Les sociétés modernes dépendent d’un approvisionnement énergétique sûr et suffisant. Un pays qui n’a pas assuré ses arrières se met à la merci de pressions, voire de chantages extérieurs. Quelle politique énergétique un petit pays dépourvu de ressources propres doit-il choisir ? C’est toute la question qui se pose à la Suisse. Dans le domaine de l’électricité, qui présente une grande importance stratégique, le tandem hydraulique-nucléaire nous offre une certaine autonomie. L’eau est disponible et la densité du combustible nucléaire permet de stocker plusieurs années de réserve. Mais qu’en sera-t-il demain ? Peut-on encore, à l’heure de l’ouverture des marchés, poursuivre une politique qui intègre la notion d’indépendance énergétique ?



L’indépendance est-elle un objectif de politique énergétique valable ?
L’énergie étant un facteur essentiel du développement socio-économique, elle peut être considérée comme un bien stratégique, dont la sécurité d’approvisionnement relève de la souveraineté nationale. En période d’abondance énergétique, lorsqu’il n’existe pas de raison objective de craindre une rupture d’approvisionnement, l’exigence d’une indépendance énergétique est souvent jugée déraisonnable.

Pour satisfaire cet objectif d’indépendance lorsque la demande d’énergie continue de croître, il est nécessaire de disposer en quantités suffisantes de réserves et de stocks stratégiques d’énergie ou de valoriser les ressources indigènes, même si ces dernières ne sont pas compétitives par rapport aux importations. Le surcoût nécessaire devrait, pour que l’objectif d’indépendance énergétique soit acceptable, compenser le risque d’une rupture d’approvisionnement.

Dans la période d’après-guerre, lorsque les esprits étaient marqués par les contraintes liées au rationnement de l’énergie, ou après le choc pétrolier de 1973, quand l’embargo avait plongé l’économie mondiale dans une crise durable, l’indépendance énergétique était alors considérée par de nombreux décideurs comme la condition nécessaire d’une croissance continue de l’économie.


Le contre-choc pétrolier

Entre-temps, cette perception a changé. Le contre-choc pétrolier du milieu des années 1980, la chute du Mur de Berlin et la baisse des tensions politiques internationales qui en est résulté, l’exploitation des ressources pétrolières de la mer du Nord et la diminution de la part de marché de des pays de l’OPEP dans la production mondiale de pétrole, les changements structurels des économies des pays industrialisés, le vent du libéralisme économique qui souffle sur tous les continents et la globalisation qui s’installe : autant de facteurs qui ont façonné un nouvel état d’esprit qui fait désormais peu de place au souci d’autarcie.

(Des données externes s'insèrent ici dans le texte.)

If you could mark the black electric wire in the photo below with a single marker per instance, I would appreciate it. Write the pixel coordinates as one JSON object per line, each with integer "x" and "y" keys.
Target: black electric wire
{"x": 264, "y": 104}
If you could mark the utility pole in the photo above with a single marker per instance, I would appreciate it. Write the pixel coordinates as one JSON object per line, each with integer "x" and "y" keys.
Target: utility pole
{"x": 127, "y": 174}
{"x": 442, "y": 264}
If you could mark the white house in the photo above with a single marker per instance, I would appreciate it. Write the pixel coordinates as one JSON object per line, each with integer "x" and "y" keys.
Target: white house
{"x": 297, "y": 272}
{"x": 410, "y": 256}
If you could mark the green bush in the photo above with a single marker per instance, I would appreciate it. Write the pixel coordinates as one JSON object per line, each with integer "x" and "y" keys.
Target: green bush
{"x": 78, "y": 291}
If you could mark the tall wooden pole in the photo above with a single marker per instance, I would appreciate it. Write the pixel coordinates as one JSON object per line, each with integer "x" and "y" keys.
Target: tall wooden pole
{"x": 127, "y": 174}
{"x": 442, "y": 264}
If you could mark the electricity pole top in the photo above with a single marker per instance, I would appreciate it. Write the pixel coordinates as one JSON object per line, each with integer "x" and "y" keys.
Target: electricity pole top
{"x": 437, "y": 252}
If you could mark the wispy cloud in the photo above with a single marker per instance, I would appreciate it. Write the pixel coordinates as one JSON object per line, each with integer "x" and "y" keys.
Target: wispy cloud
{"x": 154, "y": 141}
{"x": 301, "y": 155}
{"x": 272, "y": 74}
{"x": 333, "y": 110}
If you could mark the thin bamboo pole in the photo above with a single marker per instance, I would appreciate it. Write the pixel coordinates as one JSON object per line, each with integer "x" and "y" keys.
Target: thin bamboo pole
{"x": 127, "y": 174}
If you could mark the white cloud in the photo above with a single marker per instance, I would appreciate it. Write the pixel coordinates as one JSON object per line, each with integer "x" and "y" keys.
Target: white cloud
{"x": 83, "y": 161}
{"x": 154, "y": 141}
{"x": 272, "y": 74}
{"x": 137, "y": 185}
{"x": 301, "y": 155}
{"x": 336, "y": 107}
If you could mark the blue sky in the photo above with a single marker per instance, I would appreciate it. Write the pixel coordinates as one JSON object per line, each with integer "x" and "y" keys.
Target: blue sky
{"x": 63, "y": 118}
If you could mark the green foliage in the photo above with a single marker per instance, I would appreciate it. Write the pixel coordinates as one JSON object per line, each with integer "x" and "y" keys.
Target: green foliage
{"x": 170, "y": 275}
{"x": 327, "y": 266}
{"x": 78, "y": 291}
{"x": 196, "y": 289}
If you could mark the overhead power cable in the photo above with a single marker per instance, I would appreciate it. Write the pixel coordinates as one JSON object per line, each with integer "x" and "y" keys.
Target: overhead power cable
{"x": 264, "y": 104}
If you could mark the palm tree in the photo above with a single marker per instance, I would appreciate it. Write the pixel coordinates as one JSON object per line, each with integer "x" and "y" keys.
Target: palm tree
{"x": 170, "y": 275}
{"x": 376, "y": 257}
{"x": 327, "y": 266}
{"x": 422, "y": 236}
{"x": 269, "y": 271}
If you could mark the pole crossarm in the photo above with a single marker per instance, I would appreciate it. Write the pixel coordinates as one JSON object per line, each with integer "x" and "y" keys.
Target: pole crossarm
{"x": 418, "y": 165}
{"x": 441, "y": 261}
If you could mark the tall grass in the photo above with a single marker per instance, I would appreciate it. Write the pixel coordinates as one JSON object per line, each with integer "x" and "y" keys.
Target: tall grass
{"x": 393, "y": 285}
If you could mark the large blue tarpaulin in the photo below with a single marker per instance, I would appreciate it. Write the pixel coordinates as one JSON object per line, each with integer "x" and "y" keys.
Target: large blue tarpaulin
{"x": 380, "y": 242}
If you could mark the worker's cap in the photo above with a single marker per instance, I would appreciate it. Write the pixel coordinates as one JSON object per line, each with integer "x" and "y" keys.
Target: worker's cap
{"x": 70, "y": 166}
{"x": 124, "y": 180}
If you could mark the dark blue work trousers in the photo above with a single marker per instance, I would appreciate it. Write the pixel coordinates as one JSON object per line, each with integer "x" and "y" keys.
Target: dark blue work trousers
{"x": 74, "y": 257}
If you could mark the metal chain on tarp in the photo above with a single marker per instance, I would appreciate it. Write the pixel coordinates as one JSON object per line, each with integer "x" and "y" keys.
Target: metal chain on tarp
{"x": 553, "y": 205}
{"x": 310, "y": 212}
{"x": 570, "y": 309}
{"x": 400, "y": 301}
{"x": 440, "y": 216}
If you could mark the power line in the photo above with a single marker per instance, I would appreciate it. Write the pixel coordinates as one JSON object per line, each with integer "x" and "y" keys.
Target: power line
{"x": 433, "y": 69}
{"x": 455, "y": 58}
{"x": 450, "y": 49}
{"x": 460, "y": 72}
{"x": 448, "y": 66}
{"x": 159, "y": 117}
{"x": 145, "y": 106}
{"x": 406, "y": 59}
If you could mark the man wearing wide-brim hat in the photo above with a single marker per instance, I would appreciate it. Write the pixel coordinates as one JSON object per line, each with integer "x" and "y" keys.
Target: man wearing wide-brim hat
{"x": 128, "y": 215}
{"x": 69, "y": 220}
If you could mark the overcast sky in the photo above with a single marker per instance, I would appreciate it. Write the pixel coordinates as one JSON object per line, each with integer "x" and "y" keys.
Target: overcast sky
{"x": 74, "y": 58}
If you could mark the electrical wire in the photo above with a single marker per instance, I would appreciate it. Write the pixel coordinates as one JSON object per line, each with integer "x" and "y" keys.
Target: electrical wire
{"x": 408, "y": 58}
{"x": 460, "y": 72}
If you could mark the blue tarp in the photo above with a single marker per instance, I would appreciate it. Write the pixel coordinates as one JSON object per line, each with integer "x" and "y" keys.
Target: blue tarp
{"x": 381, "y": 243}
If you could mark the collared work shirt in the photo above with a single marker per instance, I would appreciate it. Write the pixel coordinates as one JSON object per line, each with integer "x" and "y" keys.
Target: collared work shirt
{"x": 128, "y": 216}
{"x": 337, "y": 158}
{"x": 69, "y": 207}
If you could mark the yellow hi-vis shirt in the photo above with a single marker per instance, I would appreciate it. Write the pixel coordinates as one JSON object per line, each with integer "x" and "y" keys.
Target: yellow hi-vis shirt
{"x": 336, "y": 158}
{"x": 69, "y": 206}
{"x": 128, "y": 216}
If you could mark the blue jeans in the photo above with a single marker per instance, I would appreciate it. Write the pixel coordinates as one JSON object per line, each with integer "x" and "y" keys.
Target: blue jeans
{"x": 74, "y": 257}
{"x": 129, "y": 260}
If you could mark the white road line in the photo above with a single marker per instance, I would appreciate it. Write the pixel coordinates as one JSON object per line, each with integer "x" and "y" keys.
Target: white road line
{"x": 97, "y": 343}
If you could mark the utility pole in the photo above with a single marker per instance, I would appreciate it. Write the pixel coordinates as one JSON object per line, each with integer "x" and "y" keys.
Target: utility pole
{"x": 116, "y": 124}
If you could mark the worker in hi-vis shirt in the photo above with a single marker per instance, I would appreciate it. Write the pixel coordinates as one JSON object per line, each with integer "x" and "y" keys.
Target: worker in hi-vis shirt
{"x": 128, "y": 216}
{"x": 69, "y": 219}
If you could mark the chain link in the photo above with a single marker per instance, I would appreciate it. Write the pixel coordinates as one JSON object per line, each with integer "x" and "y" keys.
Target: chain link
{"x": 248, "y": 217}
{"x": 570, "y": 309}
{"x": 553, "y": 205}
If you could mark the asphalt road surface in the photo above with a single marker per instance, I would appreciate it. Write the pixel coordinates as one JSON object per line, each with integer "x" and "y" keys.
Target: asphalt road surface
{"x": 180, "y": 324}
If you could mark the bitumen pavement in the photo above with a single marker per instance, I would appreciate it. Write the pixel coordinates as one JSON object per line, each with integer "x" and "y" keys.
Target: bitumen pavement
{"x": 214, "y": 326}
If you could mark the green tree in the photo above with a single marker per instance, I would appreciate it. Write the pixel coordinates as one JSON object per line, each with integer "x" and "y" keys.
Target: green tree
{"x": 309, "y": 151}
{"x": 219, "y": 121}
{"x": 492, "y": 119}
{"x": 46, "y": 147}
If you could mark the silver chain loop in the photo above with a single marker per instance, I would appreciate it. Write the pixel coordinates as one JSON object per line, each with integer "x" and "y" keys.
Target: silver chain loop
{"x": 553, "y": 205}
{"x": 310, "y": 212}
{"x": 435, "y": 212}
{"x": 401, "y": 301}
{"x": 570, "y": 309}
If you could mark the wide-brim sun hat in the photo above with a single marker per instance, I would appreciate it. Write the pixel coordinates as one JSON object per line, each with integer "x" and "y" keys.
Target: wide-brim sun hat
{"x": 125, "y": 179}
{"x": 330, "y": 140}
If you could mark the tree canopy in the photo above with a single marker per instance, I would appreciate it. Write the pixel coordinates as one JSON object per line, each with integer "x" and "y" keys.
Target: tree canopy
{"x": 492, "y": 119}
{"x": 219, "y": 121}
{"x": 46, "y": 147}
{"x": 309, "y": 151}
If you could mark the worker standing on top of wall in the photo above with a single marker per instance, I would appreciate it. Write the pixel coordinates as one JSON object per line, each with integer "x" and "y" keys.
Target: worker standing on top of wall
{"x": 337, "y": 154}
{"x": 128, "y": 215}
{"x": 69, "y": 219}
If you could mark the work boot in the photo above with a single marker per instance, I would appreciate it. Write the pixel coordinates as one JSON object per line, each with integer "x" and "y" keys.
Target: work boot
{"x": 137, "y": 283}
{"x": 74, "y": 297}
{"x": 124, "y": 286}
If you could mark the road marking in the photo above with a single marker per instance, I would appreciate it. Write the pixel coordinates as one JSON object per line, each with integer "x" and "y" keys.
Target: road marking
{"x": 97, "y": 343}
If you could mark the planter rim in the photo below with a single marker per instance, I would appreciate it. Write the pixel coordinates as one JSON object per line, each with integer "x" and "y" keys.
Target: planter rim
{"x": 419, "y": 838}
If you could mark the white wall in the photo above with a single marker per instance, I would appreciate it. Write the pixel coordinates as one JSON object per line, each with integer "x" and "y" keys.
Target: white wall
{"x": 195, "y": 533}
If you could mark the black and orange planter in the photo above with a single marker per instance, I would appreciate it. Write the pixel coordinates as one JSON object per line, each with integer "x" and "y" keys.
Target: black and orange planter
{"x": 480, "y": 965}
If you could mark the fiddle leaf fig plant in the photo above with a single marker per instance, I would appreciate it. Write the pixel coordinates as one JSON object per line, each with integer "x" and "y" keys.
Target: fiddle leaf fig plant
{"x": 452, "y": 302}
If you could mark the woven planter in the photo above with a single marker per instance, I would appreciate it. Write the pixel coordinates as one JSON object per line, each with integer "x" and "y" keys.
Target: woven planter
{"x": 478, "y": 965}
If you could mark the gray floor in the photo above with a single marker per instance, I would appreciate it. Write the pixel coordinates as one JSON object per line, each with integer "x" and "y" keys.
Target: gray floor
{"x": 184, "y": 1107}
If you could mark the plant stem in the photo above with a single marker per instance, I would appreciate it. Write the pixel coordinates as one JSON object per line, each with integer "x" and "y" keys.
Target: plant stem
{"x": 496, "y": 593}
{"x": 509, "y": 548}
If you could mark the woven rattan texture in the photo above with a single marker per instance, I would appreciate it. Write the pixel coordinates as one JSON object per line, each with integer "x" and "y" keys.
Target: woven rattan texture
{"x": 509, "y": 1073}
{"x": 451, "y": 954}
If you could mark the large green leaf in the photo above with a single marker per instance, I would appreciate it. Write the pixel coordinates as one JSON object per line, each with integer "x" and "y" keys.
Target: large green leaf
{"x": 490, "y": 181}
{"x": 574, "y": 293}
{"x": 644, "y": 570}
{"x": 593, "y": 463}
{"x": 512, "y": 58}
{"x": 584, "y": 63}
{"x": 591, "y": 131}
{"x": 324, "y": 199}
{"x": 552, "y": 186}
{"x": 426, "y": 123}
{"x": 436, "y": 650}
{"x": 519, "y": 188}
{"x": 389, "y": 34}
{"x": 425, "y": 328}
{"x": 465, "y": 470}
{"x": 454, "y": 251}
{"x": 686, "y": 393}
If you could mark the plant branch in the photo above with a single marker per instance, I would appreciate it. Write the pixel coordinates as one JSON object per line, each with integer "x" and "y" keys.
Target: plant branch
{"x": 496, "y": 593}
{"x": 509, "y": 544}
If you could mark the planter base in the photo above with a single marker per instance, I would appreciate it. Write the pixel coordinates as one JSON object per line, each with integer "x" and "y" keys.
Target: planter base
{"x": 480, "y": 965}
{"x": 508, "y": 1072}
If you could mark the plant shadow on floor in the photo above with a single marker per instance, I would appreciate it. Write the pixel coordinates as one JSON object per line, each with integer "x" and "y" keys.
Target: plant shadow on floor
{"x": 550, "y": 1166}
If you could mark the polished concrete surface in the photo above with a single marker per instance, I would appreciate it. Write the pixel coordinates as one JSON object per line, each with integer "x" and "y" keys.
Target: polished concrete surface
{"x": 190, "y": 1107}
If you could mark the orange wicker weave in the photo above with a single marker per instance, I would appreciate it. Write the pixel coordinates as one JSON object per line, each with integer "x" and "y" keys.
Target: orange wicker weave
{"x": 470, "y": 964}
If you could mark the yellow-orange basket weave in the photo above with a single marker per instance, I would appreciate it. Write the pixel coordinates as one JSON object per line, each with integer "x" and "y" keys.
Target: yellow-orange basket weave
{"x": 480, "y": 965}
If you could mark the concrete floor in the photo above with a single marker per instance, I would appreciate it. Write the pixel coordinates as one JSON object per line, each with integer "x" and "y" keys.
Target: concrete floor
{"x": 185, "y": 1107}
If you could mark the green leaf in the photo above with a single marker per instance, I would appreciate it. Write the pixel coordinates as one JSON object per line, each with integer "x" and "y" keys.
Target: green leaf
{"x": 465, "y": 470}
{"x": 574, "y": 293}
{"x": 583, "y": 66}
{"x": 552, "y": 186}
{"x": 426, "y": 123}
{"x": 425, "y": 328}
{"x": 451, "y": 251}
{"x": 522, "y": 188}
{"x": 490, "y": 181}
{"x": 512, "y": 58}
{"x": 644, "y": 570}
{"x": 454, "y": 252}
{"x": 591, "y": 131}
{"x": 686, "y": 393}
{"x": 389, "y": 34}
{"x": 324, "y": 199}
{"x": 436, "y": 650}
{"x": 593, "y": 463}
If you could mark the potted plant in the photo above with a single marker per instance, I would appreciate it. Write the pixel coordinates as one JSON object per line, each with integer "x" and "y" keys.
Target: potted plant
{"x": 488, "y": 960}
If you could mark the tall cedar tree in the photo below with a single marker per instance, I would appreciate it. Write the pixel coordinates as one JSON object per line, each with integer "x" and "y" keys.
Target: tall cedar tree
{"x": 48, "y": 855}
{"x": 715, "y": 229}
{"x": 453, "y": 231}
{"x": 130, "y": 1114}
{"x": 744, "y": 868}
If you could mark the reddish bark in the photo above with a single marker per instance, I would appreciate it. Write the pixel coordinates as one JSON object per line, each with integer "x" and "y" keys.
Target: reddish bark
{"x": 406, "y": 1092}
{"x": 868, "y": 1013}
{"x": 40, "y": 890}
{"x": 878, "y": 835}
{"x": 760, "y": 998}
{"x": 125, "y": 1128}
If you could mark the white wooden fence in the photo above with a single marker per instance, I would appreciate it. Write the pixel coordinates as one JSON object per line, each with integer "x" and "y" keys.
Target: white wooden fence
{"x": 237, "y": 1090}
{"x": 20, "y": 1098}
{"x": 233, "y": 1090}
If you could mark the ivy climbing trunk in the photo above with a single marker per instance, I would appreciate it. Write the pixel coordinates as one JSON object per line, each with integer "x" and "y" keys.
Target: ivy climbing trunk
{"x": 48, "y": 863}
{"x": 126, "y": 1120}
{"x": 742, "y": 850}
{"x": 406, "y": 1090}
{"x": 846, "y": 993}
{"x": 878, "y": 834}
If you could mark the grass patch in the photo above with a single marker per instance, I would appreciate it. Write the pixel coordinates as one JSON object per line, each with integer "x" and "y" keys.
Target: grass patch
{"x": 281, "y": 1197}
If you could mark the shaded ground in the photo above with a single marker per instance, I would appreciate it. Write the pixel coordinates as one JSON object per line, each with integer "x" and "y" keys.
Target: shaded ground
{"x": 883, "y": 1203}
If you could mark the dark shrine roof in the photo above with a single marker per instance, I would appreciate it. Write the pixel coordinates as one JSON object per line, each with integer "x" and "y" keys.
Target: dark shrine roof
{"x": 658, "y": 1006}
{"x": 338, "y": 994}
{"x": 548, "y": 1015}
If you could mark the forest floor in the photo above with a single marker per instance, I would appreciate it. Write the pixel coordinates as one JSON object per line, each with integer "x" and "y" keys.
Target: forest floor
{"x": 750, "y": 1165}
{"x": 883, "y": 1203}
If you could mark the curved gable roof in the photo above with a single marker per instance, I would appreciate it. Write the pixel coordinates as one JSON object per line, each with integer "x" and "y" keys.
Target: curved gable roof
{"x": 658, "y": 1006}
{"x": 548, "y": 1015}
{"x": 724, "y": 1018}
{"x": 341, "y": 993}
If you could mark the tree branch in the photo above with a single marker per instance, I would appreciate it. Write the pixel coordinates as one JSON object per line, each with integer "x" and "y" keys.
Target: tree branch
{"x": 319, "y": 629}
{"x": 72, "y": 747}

Si le taux d’indépendance énergétique était mesuré par le rapport entre la production indigène et la consommation d’énergie primaire, notamment dans les pays pauvres en ressources énergétiques comme la Suisse, la réduction de la dépendance énergétique passerait essentiellement par celle de la consommation d’énergie primaire. L’utilisation rationnelle de l’énergie serait donc, pour ces pays, le principal moyen d’accroître l’indépendance énergétique.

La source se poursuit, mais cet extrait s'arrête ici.